Winter is coming, time to plan some trips!
When’s the best time to ski Montana you ask? Off the top of my head I’d say February, but lets look at the numbers.
I compiled average monthly snowfall data at 5 popular Montana ski resorts. Big Sky and Bridger Bowl are in southwest Montana near Bozeman, Red Lodge is a bit further east near Billings, and Snowbowl and Whitefish are more Northwest. There’s tons of awesome local ski options scattered all over the western half of the state, but these are a good sample.
Looking at the graph below, the general snowfall trend around the state is a strong December, followed by a January lull. Things pick up again for February and March before tapering off a the end of the season. Big Sky, Bridger Bowl, and Whitefish are the 3 big winners when it comes to total snowfall.
December can be a great time to ski Montana, but base depths and temperatures can be an issue.
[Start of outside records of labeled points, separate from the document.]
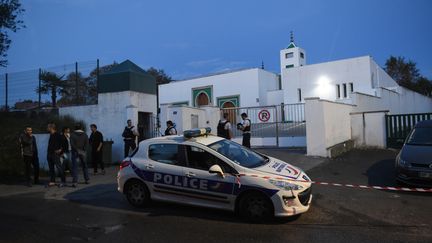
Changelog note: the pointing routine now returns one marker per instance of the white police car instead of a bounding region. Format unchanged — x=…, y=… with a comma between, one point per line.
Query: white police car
x=205, y=170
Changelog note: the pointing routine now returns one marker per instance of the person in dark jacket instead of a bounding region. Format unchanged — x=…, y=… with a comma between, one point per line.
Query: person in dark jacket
x=170, y=129
x=224, y=127
x=53, y=155
x=30, y=155
x=129, y=137
x=66, y=157
x=96, y=142
x=79, y=143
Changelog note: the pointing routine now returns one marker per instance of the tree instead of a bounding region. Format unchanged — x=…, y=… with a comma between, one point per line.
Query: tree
x=9, y=11
x=406, y=74
x=160, y=75
x=53, y=84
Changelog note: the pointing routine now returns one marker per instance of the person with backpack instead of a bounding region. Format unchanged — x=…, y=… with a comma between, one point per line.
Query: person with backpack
x=79, y=143
x=170, y=129
x=129, y=137
x=30, y=155
x=245, y=127
x=224, y=127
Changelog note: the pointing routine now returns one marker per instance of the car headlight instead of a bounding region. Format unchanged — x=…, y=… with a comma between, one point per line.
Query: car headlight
x=404, y=163
x=285, y=185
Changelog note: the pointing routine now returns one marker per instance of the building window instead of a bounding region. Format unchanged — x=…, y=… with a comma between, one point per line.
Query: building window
x=289, y=55
x=344, y=89
x=337, y=91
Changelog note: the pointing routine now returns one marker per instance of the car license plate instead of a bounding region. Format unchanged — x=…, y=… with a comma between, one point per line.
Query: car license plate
x=425, y=175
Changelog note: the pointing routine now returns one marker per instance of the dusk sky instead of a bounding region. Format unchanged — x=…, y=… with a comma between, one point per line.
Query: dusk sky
x=188, y=38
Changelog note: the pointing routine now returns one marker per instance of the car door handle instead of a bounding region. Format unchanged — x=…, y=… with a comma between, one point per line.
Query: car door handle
x=190, y=174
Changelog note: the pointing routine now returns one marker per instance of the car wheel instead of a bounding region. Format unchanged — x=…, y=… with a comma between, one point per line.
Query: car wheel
x=137, y=193
x=255, y=207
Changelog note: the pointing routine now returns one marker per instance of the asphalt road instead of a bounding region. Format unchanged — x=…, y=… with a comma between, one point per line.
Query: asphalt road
x=98, y=213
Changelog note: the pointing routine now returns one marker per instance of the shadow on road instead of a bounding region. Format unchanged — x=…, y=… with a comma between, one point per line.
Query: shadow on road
x=382, y=173
x=107, y=196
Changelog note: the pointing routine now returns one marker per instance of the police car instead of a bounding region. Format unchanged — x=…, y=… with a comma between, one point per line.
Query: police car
x=205, y=170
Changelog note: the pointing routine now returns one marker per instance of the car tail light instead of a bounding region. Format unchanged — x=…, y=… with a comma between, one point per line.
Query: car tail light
x=124, y=163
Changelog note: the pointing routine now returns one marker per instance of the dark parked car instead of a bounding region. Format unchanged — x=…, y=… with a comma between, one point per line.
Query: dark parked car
x=414, y=161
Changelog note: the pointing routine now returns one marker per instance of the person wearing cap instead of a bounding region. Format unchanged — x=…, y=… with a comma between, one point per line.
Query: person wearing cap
x=170, y=129
x=245, y=127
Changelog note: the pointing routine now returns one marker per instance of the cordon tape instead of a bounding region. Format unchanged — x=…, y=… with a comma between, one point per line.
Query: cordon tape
x=384, y=188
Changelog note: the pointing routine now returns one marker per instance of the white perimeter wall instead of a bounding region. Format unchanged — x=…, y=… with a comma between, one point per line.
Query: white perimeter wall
x=111, y=114
x=406, y=101
x=250, y=85
x=182, y=116
x=319, y=80
x=327, y=124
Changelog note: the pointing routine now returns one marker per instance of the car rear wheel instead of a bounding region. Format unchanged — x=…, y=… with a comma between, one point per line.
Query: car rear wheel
x=255, y=207
x=137, y=193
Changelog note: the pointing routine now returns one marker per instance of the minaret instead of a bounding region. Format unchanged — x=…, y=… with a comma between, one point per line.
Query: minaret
x=292, y=56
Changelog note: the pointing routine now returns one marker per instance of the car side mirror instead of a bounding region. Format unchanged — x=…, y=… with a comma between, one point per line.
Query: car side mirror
x=216, y=169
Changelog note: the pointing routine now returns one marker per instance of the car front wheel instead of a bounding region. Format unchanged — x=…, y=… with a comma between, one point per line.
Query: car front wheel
x=137, y=193
x=255, y=207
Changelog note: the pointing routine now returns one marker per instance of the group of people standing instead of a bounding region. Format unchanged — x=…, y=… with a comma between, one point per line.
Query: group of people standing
x=65, y=150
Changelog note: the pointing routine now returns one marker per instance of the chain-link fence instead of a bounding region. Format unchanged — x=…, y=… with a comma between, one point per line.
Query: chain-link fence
x=65, y=85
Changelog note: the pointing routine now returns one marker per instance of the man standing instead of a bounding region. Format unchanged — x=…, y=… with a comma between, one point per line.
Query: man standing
x=245, y=127
x=129, y=137
x=170, y=129
x=66, y=157
x=96, y=141
x=30, y=155
x=224, y=127
x=79, y=142
x=53, y=155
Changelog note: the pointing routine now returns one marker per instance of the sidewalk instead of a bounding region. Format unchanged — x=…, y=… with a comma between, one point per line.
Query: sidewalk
x=54, y=192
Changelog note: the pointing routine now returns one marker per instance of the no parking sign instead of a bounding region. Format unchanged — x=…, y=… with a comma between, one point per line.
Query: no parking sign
x=264, y=115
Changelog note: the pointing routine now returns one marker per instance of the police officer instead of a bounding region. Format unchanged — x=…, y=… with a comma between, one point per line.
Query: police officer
x=129, y=137
x=245, y=127
x=170, y=129
x=224, y=127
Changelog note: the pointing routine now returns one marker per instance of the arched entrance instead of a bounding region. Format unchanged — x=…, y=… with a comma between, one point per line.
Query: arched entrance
x=202, y=99
x=231, y=112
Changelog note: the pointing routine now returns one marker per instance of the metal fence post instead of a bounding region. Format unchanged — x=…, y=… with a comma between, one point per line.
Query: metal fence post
x=6, y=91
x=97, y=79
x=39, y=90
x=76, y=82
x=277, y=128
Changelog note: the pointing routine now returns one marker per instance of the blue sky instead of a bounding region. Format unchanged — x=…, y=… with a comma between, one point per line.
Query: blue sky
x=195, y=37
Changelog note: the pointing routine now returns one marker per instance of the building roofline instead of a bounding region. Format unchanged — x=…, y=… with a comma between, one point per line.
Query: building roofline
x=221, y=73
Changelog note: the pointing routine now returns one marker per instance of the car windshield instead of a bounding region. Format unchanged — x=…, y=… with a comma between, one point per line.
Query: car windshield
x=420, y=136
x=240, y=155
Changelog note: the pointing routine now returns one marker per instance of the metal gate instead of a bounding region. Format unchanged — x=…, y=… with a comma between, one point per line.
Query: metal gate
x=399, y=126
x=270, y=123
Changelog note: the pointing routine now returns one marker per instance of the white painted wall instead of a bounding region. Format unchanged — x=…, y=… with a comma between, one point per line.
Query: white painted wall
x=111, y=114
x=368, y=129
x=406, y=101
x=208, y=116
x=319, y=80
x=327, y=124
x=250, y=84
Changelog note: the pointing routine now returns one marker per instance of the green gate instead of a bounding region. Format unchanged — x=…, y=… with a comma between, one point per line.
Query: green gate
x=399, y=126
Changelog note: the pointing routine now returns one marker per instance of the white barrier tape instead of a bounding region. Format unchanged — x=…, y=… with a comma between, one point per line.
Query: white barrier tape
x=384, y=188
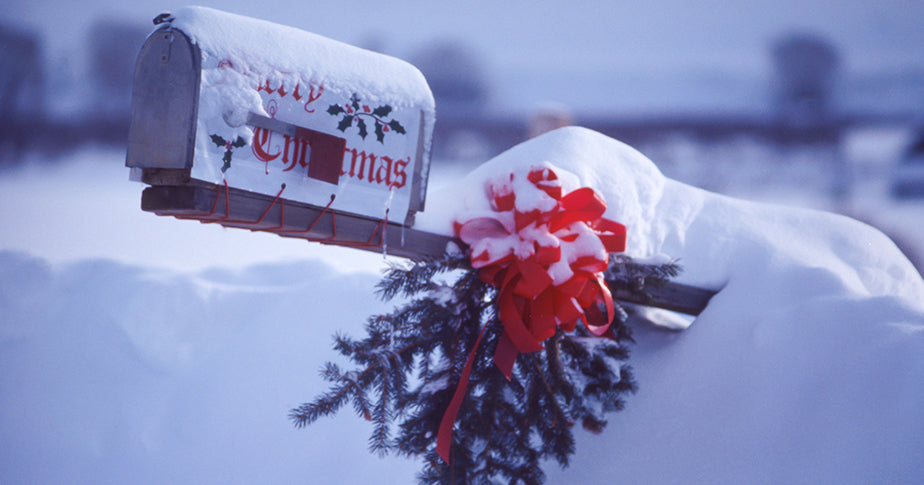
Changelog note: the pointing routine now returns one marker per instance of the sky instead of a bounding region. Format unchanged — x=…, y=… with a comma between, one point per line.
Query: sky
x=599, y=58
x=656, y=35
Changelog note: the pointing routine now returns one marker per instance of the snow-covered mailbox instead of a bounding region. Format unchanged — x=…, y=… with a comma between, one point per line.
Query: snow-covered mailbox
x=251, y=124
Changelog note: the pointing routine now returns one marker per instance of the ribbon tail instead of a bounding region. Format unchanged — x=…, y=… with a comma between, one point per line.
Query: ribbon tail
x=444, y=437
x=505, y=355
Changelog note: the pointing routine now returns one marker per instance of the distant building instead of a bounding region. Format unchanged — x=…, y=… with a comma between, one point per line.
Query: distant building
x=806, y=68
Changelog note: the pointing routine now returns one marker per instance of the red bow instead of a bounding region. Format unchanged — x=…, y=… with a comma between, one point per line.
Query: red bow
x=547, y=256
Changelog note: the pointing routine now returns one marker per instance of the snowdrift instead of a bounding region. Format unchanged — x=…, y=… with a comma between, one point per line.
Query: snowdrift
x=807, y=366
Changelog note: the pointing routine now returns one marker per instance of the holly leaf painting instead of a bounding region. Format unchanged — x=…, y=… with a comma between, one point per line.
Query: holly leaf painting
x=394, y=125
x=345, y=123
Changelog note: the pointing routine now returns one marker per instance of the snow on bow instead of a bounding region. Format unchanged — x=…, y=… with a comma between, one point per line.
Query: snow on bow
x=546, y=253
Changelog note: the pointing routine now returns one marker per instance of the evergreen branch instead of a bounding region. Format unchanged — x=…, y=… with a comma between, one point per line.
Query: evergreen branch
x=410, y=361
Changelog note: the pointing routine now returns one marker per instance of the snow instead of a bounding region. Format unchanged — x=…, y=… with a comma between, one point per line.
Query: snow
x=263, y=48
x=177, y=359
x=721, y=242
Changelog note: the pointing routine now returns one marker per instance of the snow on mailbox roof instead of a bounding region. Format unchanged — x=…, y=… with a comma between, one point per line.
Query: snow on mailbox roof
x=269, y=50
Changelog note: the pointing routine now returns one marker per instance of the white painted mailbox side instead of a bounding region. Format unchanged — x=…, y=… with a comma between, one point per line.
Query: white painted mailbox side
x=268, y=108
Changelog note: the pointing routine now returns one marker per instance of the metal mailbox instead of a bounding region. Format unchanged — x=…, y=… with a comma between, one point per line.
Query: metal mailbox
x=236, y=107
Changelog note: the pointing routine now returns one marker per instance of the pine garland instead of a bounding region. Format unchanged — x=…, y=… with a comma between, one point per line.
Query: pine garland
x=410, y=361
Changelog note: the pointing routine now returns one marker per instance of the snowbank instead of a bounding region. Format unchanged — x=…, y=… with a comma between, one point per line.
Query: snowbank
x=807, y=367
x=751, y=250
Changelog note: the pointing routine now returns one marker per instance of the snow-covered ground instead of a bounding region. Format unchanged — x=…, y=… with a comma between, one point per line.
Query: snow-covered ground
x=139, y=349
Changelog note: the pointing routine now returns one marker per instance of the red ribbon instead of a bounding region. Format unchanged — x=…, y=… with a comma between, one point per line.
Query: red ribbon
x=518, y=260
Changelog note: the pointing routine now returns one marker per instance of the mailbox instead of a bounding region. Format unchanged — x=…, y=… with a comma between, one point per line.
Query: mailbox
x=241, y=107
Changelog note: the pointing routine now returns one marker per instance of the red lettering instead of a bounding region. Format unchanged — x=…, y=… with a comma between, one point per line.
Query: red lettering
x=299, y=148
x=363, y=166
x=385, y=167
x=261, y=143
x=401, y=172
x=362, y=156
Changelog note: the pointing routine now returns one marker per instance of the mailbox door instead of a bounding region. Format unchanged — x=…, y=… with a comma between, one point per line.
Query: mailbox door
x=165, y=99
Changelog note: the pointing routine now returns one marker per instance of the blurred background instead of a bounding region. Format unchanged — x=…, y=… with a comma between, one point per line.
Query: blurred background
x=812, y=103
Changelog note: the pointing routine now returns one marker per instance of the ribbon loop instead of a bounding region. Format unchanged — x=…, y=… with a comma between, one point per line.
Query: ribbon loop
x=515, y=251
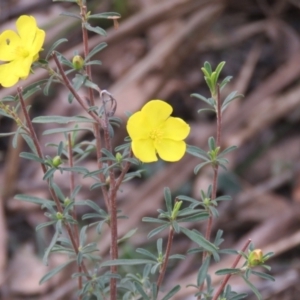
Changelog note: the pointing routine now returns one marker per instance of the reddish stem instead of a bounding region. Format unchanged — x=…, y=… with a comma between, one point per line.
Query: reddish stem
x=227, y=277
x=166, y=259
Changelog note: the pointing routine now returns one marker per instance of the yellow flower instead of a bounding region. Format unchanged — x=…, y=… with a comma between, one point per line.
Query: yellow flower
x=19, y=50
x=153, y=131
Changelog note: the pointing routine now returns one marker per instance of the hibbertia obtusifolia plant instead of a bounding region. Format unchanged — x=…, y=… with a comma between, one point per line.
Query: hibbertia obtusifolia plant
x=153, y=134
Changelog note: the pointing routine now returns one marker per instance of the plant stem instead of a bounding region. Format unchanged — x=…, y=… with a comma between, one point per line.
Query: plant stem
x=166, y=259
x=40, y=155
x=215, y=175
x=227, y=277
x=74, y=215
Our cold smoke continental snow that’s so fun to ski doesn’t add up to much once it is tracked or settled. Whitefish is your best bet for the deepest base in December while Big Sky wins on average snowfall. Bridger Bowl is a fairly grassy mountain and skis quite well even with low snow coverage. The end of the month has a habit of being quite chilly. If you don’t mind frostbite or a few base scratches though, it’s a great time for powder skiing. Holiday crowds are usually minimal.
The white stuff diminishes a bit in January, which is usually due to a week or two of cold dry weather. There’s still plenty of powder days to be had, but if you’re just visiting, there’s a better than decent chance you’ll get skunked. Whitefish Resort averages slightly more than the others, while Red Lodge looks pretty bleak. Overall, my enthusiasm for skiing usually hits a low point sometime in January.
February is Montana’s month, in my opinion, and the numbers back that up. Snowfall returns and temperatures are cool enough for cold smoke powder skiing. It’s a good time to ski statewide. Base depths by this point in the year are usually deep enough that rocks are less of an issue, and the big mountain lines you came in search of are filling it. If you’re headed into the backcountry, be aware, the January cold snap often breeds some nice facets that be problematic with big February storms.
Towards the end of the season in March and April snowfall generally diminishes a bit, but temperatures warm, the sun is shining, and all the big lines are filled in. If you’re less concerned about neck deep powder days and more into great weather and good snow, the end of the season can’t be beat. Big Sky and Bridger Bowl are the higher elevation resorts and will generally hold the best snow late into the season, but snow depths at all 5 resorts usually peak in April.
Montana skiing doesn’t end once the lifts close! Late April into early June can be fantastic for couloir skiing and May usually holds at least one good powder day. Beartooth Pass opens around memorial day which is the gateway to Beartooth Basin Summer Ski Area and high elevation backcountry skiing for most of the summer.
December: Whitefish, Big Sky, Bridger
January: Stay home
February: Anywhere is good
March: Still pretty good just about anywhere
April: Big Sky, Bridger
May, June, July: Beartooth Pass
Big Sky Resort is one of 44 iconic destinations available on the Ikon Pass.
2 thoughts on “When Is The Best Time to Ski Montana?”
I understand you took a sampling of 5 ski areas that do indeed represent the state of MT ski areas very well. Just putting my two cents in that Lookout Pass that straddles the border of MT & ID gets great snow 400+ inches each year on average with 503″ this past season. My only criticism would be that January is no question a great month to ski. As an old Norwegian friend used to say “There is never a cold day you just don’t own a warm Jacket” Get out there and enjoy the good from opening to closing day. Remember it’s always better on the border at Lookout Pass! MT Rocks! Bring on winter!
Thanks Matt! I’ll have to out Lookout on my list for this winter.